I need to create two new columns. First column with the natural logarithm of the median income for the first four years (2007-2010). Second column with the natural logarithm of the median income for the last four years (2011-2014). The expected result is:
df1 <- read.table(header=TRUE,
text="
income_2007 occupation_2007 income_2008 occupation_2008 income_2009 occupation_2009 income_2010 occupation_2010 income_2011 occupation_2011 income_2012 occupation_2012 income_2013 occupation_2013 income_2014 occupation_2014 ln_inc_07_10 ln_inc_11_14
1 6117 XYZ 6339 XYZ 6240 XYZ 6274 XYZ 7834 XYZ 8722 XYZ 7770 XYZ 6849 XYZ 8,741456116 8,96213539
2 6774 XYZ 8168 XYZ 8225 XYZ 7944 XYZ 8442 XYZ 9048 XYZ 9031 XYZ 8630 XYZ 8,994172434 9,085966917
3 NA NA NA NA 1390 XYZ NA NA 2758 XYZ 4054 XYZ 5666 XYZ 5398 XYZ 7,237059026 8,460834458
4 2237 XYZ 3134 XYZ 5118 XYZ 4484 XYZ 4441 XYZ 5125 XYZ 5012 XYZ 4406 XYZ 8,245121966 8,46094025
5 NA NA NA NA 2521 XYZ 2025 XYZ 3218 XYZ 4422 XYZ 5684 XYZ 6448 XYZ 7,728855824 8,527737405
6 9636 XYZ 8738 XYZ 8944 XYZ 10206 XYZ 11427 XYZ 13310 XYZ 12397 XYZ 13758 XYZ 9,136693832 9,461371427
7 5406 XYZ 6761 XYZ 8603 XYZ 8914 XYZ 9706 XYZ 9017 XYZ 9980 XYZ 10926 XYZ 8,946635209 9,194515822
8 1227 XYZ NA NA NA NA 2302 XYZ 4246 XYZ 4798 XYZ 6175 XYZ 5978 XYZ 7,475622643 8,591929538
9 NA NA NA NA NA NA NA NA 1547 XYZ 2631 XYZ 1931 XYZ 2488 XYZ NA 7,700521525
10 4876 XYZ 4438 XYZ 5844 XYZ 5884 XYZ 7532 XYZ 7739 XYZ 8630 XYZ 9573 XYZ 8,586719254 9,009997401
")
I would rather compute both new columns with dplyr, as this is the approach I am using already. What have I tried:
library(dplyr)
df1 <- df %>% mutate(ln_inc_07_10 = log(median(income_2007, income_2008, income_2009, income_2010)),
ln_inc_11_14 = log(median(income_2011, income_2012, income_2013, income_2014)))

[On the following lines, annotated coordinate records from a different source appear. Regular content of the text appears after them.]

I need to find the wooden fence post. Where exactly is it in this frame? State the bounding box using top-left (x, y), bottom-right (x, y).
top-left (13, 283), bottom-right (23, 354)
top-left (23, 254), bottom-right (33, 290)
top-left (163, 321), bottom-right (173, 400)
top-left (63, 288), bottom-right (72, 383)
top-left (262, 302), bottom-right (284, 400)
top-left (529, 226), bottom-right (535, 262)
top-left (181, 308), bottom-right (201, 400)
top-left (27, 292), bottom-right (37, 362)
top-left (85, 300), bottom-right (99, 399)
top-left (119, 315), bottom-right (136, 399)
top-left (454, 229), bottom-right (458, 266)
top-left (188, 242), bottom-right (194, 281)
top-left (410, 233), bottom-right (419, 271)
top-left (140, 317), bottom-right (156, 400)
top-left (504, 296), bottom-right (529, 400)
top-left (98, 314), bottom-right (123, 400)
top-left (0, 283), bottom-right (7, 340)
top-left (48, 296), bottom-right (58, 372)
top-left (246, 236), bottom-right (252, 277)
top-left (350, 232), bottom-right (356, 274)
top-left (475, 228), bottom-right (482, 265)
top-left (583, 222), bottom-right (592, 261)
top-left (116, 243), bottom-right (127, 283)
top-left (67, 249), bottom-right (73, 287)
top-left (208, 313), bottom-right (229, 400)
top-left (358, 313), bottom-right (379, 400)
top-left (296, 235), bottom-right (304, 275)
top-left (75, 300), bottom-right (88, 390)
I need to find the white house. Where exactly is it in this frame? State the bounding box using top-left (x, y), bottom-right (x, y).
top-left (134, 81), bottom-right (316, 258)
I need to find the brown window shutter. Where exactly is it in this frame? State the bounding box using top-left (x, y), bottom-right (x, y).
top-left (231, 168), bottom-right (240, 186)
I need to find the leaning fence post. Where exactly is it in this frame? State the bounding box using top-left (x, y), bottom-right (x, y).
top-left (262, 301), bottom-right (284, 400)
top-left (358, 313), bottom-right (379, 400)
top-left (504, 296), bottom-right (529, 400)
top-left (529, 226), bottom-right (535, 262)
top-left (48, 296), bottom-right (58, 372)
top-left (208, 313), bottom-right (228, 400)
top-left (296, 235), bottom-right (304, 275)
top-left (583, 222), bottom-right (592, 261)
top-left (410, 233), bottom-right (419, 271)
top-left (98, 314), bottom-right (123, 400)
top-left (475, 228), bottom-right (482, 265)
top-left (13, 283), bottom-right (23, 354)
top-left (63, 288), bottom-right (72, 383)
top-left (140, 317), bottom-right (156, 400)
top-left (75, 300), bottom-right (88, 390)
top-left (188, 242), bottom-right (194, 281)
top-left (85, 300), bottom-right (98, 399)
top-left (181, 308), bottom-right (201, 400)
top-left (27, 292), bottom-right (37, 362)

However this computes the same value for every row. I need the median to be computed across columns.
Please notice that there are some missing values. Those should not be counted. And when there is an even number of columns with a valid income value, I would like to compute the median by taking the average of the two observations in the middle of the distribution.